Quanti luoghi della Sardegna chiamiamo quotidianamente con un nome che non è il suo originale? L’Assemblea Natzionale Sarda (ANS) lancia il progetto “Toponimos, Su nòmene beru de…”, un’iniziativa ambiziosa per riscoprire e valorizzare i toponimi autoctoni dell’isola, spesso dimenticati o italianizzati nel corso dei secoli.
I nomi dei luoghi sono molto più di semplici etichette geografiche; sono custodi di storia, lingua e identità. Per questo, ANS si impegna a restituire il giusto valore a parole che, come “Lungoni” per Santa Teresa Gallura o “Terranoa” per Olbia, celano un profondo significato culturale. Molti toponimi sono stati storpiati, modificati o tradotti erroneamente, cancellando la loro essenza.

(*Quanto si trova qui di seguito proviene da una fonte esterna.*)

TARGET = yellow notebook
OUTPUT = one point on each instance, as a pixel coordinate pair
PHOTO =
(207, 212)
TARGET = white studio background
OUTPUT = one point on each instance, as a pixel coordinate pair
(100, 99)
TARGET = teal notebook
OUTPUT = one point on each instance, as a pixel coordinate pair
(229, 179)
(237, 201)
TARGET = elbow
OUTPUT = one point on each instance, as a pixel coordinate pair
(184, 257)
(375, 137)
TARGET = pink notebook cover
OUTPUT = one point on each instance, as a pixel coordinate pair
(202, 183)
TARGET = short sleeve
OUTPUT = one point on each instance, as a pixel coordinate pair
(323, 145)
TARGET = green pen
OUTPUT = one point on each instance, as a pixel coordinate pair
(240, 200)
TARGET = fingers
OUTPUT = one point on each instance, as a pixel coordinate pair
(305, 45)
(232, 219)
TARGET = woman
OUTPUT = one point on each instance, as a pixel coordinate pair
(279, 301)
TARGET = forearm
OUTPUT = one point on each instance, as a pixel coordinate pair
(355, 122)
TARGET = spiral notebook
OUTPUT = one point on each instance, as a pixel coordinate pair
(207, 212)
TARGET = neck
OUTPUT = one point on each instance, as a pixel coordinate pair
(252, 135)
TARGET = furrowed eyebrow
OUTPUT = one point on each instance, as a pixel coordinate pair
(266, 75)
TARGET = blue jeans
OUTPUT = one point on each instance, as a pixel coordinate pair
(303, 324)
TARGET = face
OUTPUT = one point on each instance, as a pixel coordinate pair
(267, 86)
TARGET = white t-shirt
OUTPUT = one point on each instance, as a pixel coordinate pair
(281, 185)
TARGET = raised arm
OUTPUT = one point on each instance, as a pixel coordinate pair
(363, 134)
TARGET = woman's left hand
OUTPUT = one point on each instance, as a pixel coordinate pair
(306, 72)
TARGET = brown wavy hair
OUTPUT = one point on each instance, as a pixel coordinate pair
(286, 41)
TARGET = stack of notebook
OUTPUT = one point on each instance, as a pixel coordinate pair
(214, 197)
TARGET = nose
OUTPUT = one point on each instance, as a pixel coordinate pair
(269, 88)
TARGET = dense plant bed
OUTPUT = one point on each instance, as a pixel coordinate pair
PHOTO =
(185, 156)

Il progetto “Toponimos” è un vero e proprio viaggio nella memoria storica della Sardegna. Dalla “Costa Smeralda”, il cui nome originario sarebbe “Monti di Mola” con finalità commerciali, a “Cala Mariolu”, che tradizionalmente era “Is Pùligis de nie” (“le pulci di neve”), ogni scheda svela l’etimologia e le vicende che hanno portato ai nomi attuali. Anche “Malu Entu”, diventata “Mal di Ventre” per un errore di traduzione, è un esempio lampante.
Con questa iniziativa, Assemblea Natzionale Sarda invita a riflettere sull’importanza di preservare il ricco patrimonio linguistico e culturale sardo. La riscoperta della toponomastica tradizionale è un passo fondamentale per riappropriarsi della propria identità e per far conoscere la vera storia dell’isola, anche nella provincia di Sassari.